After seeing the announcement for the upcoming election for class president, Linus suggests Charlie Brown run. After self-appointed political strategist Lucy polls the student body, she learns he has no chance but discovers Linus has a 99% chance of winning, so he throws his hat into the ring to run against Russell Anderson. At the debate between the candidates, Linus makes a lot of promises that excite the audience; however, he completely loses them when he begins to say a few words about the Great Pumpkin and is laughed off stage. The vote total comes down to 83-83 with only Russell left to vote. The ending has been altered from how it played out in the strips.
The special is very amusing, filled with the humor and wit fans have come to expect from Charles Schulz. Standout sequences are Sally’s use of Charlie Brown in show and tell, Linus’ attempt at talk radio shows, and Lucy providing a little muscle to ensure Linus’ high-approval rating.

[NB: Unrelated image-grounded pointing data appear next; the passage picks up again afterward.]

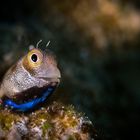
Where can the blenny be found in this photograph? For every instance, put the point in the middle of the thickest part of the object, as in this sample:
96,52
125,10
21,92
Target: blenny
30,81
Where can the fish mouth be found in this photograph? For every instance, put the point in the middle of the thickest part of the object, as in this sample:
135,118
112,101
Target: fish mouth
35,92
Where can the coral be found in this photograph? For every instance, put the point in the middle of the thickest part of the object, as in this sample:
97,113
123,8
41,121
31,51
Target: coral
54,122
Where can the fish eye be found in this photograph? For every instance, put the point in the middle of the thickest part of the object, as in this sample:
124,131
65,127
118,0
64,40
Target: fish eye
34,58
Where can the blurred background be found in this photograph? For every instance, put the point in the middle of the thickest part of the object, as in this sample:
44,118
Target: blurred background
97,47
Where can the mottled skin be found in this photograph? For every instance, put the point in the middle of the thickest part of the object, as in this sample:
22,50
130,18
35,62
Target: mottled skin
30,76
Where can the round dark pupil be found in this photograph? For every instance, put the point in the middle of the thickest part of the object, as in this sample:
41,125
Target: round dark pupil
34,57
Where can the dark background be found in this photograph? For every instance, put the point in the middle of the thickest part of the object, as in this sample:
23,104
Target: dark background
97,45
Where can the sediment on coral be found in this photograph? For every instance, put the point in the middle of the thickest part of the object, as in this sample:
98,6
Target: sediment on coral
53,122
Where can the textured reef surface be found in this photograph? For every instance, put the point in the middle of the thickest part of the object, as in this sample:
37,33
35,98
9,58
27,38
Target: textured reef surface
53,122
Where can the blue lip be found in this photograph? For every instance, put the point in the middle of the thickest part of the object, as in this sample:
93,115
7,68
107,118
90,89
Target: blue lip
31,104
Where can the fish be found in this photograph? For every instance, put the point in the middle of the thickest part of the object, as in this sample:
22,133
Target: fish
30,81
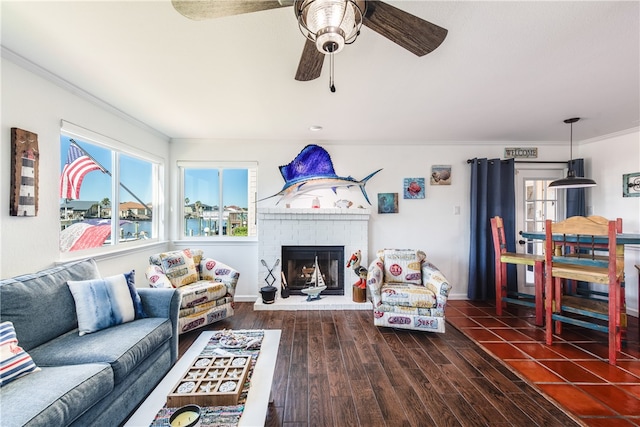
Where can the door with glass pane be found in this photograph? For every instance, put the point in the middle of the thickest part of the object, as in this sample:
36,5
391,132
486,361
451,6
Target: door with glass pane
535,203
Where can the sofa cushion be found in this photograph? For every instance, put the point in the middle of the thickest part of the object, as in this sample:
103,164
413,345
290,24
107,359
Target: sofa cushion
408,295
179,267
201,292
402,266
54,396
201,318
14,361
47,294
101,303
123,346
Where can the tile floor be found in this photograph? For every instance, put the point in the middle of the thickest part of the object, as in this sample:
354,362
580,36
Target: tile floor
573,371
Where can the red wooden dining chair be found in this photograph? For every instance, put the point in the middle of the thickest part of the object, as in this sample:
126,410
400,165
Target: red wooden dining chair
584,249
502,258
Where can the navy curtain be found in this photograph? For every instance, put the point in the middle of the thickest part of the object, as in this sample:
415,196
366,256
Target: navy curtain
575,199
492,193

The special had a couple of firsts: the television debuts of Woodstock, and Snoopy’s persona Joe Cool. Joe even had his own theme song sung by Vince Guaraldi. It played as he hung out in the school hallway, trying to impress the ladies.
The Great Pumpkin connection is likely why this was previously paired with the Halloween special on the 2003 DVD release. The 2008 DVD release finds it matched with He’s A Bully, Charlie Brown, the last Peanuts special as of the writing of this review, which premiered in 2006. It combines two stories that appeared in the strips. Joe Agate is from 1995, and Peppermint Patty chasing after Charlie Brown was in 1989. Schulz had begun work on the special before his death in 2000 and producers Lee Mendelson and Bill Meléndez saw it to completion.
Charlie Brown and most of the gang head off to summer camp. Peppermint Patty has to stay home and go to summer school, but Marcie makes her so jealous over “Chuck” that she also goes. Before leaving, Rerun had gone into the family attic and discovered his grandfather’s marble collection. He brought them to camp, but didn’t know how to play. There, he meets Joe Agate, the titular bully, who teaches Rerun a hard lesson by not telling what playing “for keeps” means. After Rerun loses all his marbles, Charlie Brown is mad that Agate took advantage of a little kid and wants to win them back, but he doesn’t know what to do. Luckily, Joe Cool is there to offer training.
He’s A Bully, Charlie Brown is very disappointing on a number of fronts, especially for older fans. The ending of the story seems to go against the grain of what happens in Peanuts. Even Lucy didn’t believe it when they told her. This special had a first of its own as well. It was created with CGI and it takes some time to adjust because the look and movement of the characters is so different from the previous hand-drawn appearances. It probably won’t be an issue for young viewers.
The DVD features an all-new featurette about called “The Polls Don’t Lie: The Making of You’re Not Elected, Charlie Brown” that features great information from the usual suspects of creative people and historians. Hopefully, all the segments will be collected together from the Remastered Deluxe editions and made available separately.
In a smart move, Warner Home Video releases classic, funny episodes with clunkers. Completists will naturally want it while those unfamiliar will be better served with a rental.